Certa tarde, numa loja de quadrinhos, encontrei a HQ “Onírica”, do Fábio Q. “Onírica” não é uma HQ convencional; sem dúvidas, trata-se de quadrinhos, mas a disposição deles em um quadro por página, sejam páginas duplas ou simples, e o texto sem balões, dispostos entre as imagens, surpreendem o leitor. Além disso, os traços são difusos, tornando-se necessário buscar pelas imagens disseminadas entre as cores e as formas, traçadas com pinceladas largas e empastadas; com tal técnica, Fábio Q deixa o leitor indeciso entre apreciar os quadrinhos, verdadeiros quadros de uma exposição, e se deixar transportar pela narrativa. Assim, entre as linguagens da pintura e da HQ, “Onírica” justifica seu título, pois faz com que o leitor, oscilando entre essas duas semióticas, oscile entre o sonho, perdendo-se nos mistérios das imagens, e a vigília, seguindo pelas tramas da história.

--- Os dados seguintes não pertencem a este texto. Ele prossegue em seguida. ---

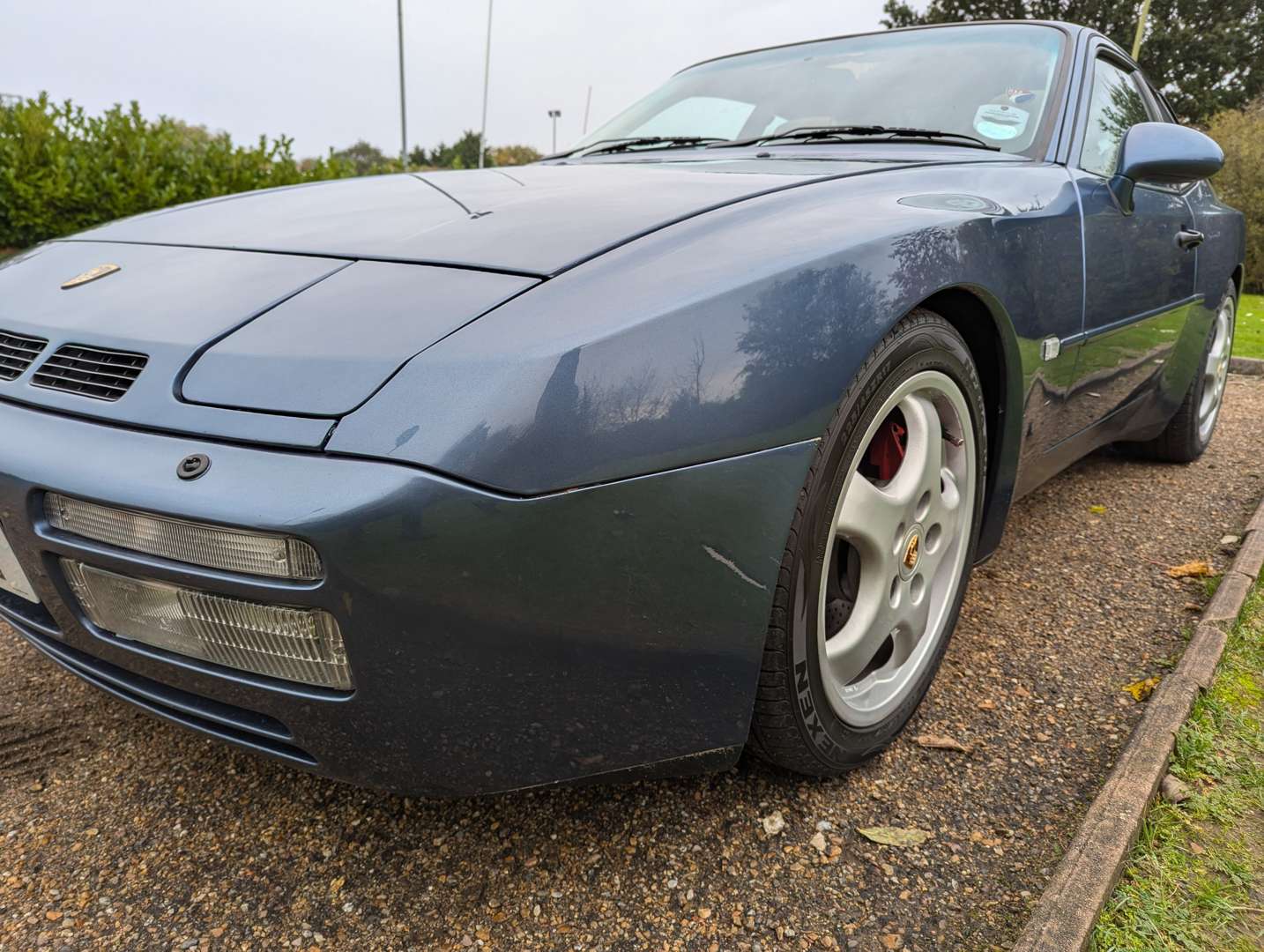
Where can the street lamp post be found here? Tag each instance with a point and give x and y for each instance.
(555, 114)
(487, 76)
(1141, 29)
(404, 113)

Caso resolva seguir pelas tramas, as figuras disseminadas pela HQ assumem, pelo menos, três temas articulados entre si. O primeiro tema se revela o discurso feminino; o primeiro quadro de “Onírica” é, exatamente, sobre uma mulher calada devido a um traço sobre sua boca. Em seguida, seu espaço se relaciona ao espaço da casa em que ela, porventura, habita; nessa metáfora entre a mulher e sua casa, o texto se abre em muitos sentidos, entre eles: (1) a mulher restrita ao lar; (2) a casa como metáfora do corpo da mulher etc. Em todos os sentidos, porém, os percursos pela casa e a busca pela saída mostram-se tópicos recorrentes.
Por fim, em suas procuras e descobertas, a mulher se compara à rainha dos jogos de xadrez, com o poder de caminhar sobre o tabuleiro em todas as direções – ou seja, em vários os sentidos –, quantas casas forem necessárias, contrariamente ao rei, que, embora também caminhe em todas as direções, segue casa por casa, portanto, bem mais devagar.
Em síntese, trata-se de 14 páginas, com percursos fantásticos na expressão plástica, nos conteúdos tematizados, nas articulações entre as linguagens da pintura e dos quadrinhos.